Now we must support POST for creating documents or we have nothing to return to a GET request.

process_post(ReqData, Ctx) ->
    [{JsonDoc, _}] = mochiweb_util:parse_qs(wrq:req_body(ReqData)),
    {struct, Doc} = mochijson2:decode(JsonDoc),
    NewDoc = ece_db:create(Ctx#ctx.db, {Doc}),
    ReqData2 = wrq:set_resp_body(NewDoc, ReqData),
    {true, ReqData2, Ctx}.

wrq:req_body/1 returns the contents of the body sent in the HTTP request. Here it is the conents of the document to store. We decode it to an Erlang data structure and pass it to the ece_db app for inserting into the database.

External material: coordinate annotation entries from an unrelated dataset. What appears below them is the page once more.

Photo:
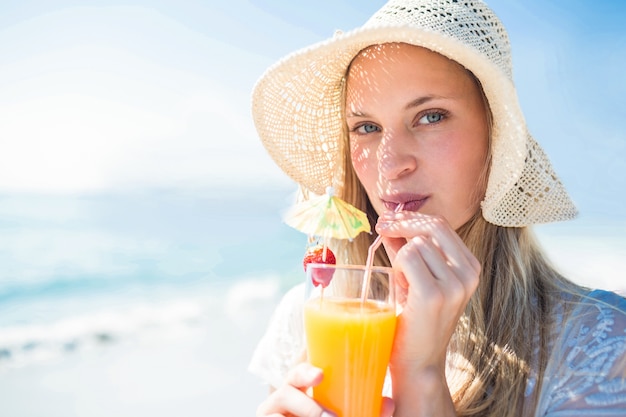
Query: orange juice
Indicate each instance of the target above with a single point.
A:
(351, 342)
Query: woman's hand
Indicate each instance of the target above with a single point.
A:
(291, 399)
(437, 276)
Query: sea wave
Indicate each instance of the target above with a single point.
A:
(245, 303)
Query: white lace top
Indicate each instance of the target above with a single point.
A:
(585, 373)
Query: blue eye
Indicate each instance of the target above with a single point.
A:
(431, 118)
(367, 128)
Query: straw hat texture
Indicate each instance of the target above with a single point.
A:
(297, 105)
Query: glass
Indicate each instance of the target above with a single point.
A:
(349, 333)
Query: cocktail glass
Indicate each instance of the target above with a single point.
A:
(349, 333)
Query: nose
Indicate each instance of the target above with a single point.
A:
(395, 156)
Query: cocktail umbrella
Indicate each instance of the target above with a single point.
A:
(327, 216)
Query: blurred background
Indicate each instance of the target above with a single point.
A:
(141, 242)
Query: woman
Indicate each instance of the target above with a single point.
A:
(418, 108)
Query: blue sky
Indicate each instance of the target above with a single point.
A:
(100, 95)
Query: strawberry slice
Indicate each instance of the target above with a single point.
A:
(316, 255)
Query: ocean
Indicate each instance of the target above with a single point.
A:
(89, 274)
(99, 291)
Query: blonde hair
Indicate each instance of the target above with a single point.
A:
(490, 356)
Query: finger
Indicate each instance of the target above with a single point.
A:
(387, 408)
(413, 268)
(289, 400)
(456, 284)
(304, 375)
(407, 225)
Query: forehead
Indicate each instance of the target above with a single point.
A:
(407, 71)
(390, 56)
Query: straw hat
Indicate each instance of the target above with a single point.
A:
(297, 105)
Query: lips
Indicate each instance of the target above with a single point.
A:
(412, 202)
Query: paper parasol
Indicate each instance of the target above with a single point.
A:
(327, 216)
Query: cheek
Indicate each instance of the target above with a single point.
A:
(363, 161)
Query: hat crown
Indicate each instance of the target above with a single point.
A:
(471, 22)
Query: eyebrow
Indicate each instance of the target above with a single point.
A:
(415, 103)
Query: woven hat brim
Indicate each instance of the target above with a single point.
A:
(297, 112)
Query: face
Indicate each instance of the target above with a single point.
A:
(418, 131)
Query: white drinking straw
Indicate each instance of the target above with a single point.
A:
(370, 261)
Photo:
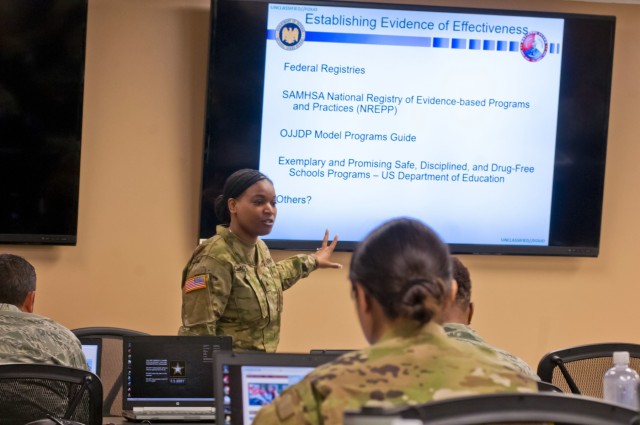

After inserting to the database the create/2 function returns the new document with a new element id (in this case generated by CouchDB). This is required so we know the document’s id which is used by the Backbone.js frontend. In order to return it from the POST request we must set response body to the contents of the document with wrq:set_resp_body/2

Lastly, updating documents requires support for PUT. In contents_type_accepted/2 we’ve specified that PUT requests with JSON content is sent to the function from_json/2:

from_json(ReqData, Ctx) ->
    case wrq:path_info(id, ReqData) of
        undefined ->
            {false, ReqData, Ctx};
        ID ->
            JsonDoc = wrq:req_body(ReqData),
            {struct, Doc} = mochijson2:decode(JsonDoc),
            NewDoc = ece_db:update(Ctx#ctx.db, ID, Doc),
            ReqData2 = wrq:set_resp_body(NewDoc, ReqData),
            {true, ReqData2, Ctx}

If this request was not routed through the first rule in our dispatch file it does not have an id and thus can not be an update. When this happens we return false so the frontend is aware something has gone wrong. For requests containing an id we pass the contents of the requests body to ece_db‘s update/2 function.